Objective: MR imaging of cerebral activation has been successfully performed at 1.5 T for functional maps of the brain. However, major sources of activation signals in such imaging remain controversial. The purpose of this study is to investigate anatomic and physiologic sources of activation signals in MR imaging of cerebral activation performed with a gradient-echo technique at 1.5 T.
Subjects and methods: Motor cortex activation studies (n = 8) were conducted using a gradient-echo technique (80/60 [TR/TE], 40 degrees flip angle). MR venograms were then obtained at the same imaging plane to visualize the cortical veins, which were then compared with the shape and location of the activation signals. To investigate the physiologic sources of activation signal, the activation studies were repeated with different TEs (15, 30, and 60 msec), which allowed us to evaluate the blood oxygen level-dependent effect; with different flip angles (40 degrees and 10 degrees); and without and with presaturation of adjacent sections, all of which allowed us to evaluate inflow effect.

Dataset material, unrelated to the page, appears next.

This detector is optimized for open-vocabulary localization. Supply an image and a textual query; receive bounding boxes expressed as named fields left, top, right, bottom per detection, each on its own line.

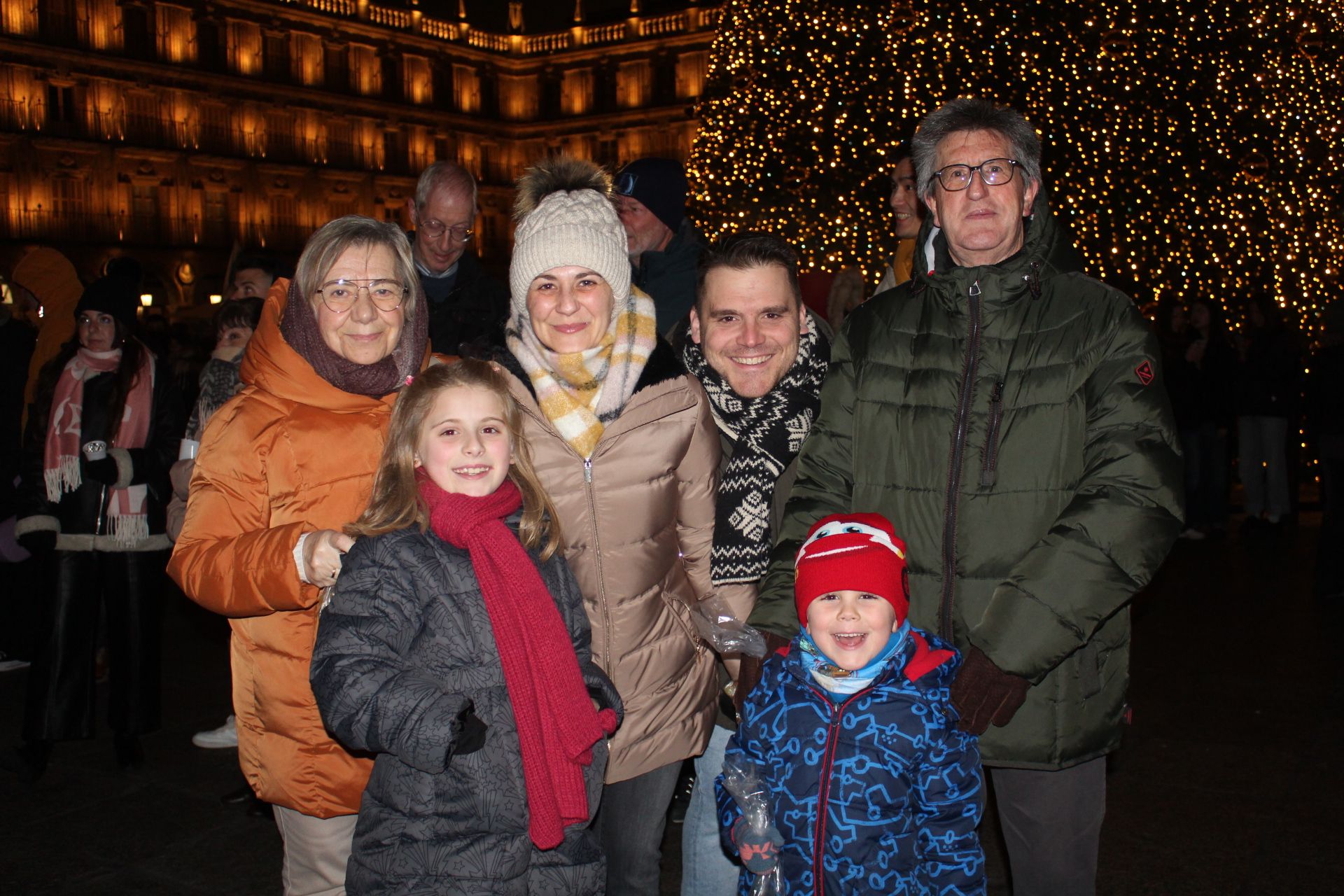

Results: All activation signals were detected in the sulcus just posterior (n = 7) or lateral (n = 1) to the motor cortex. In seven of eight studies, shape and location of these signals corresponded well with those of the cortical veins. In the eighth study, the correspondence was partial. Activation signals significantly increased at a TE of 60 msec (p < .01), suggesting enhancement of the blood oxygen level-dependent effect at a long TE. Activation signals significantly decreased with a 10 degrees flip angle (p < .01) and with presaturation of adjacent sections (p < .01), indicating that the inflow effect was suppressed by a small flip angle and the elimination of unsaturated inflowing protons.
Conclusion: Our results suggest that signals in cerebral activation obtained by MR imaging with a gradient-echo technique at 1.5 T arise mainly from the cortical veins draining the activated cortex. Physiologically, both blood oxygen level-dependent and inflow effects contribute to signal generation.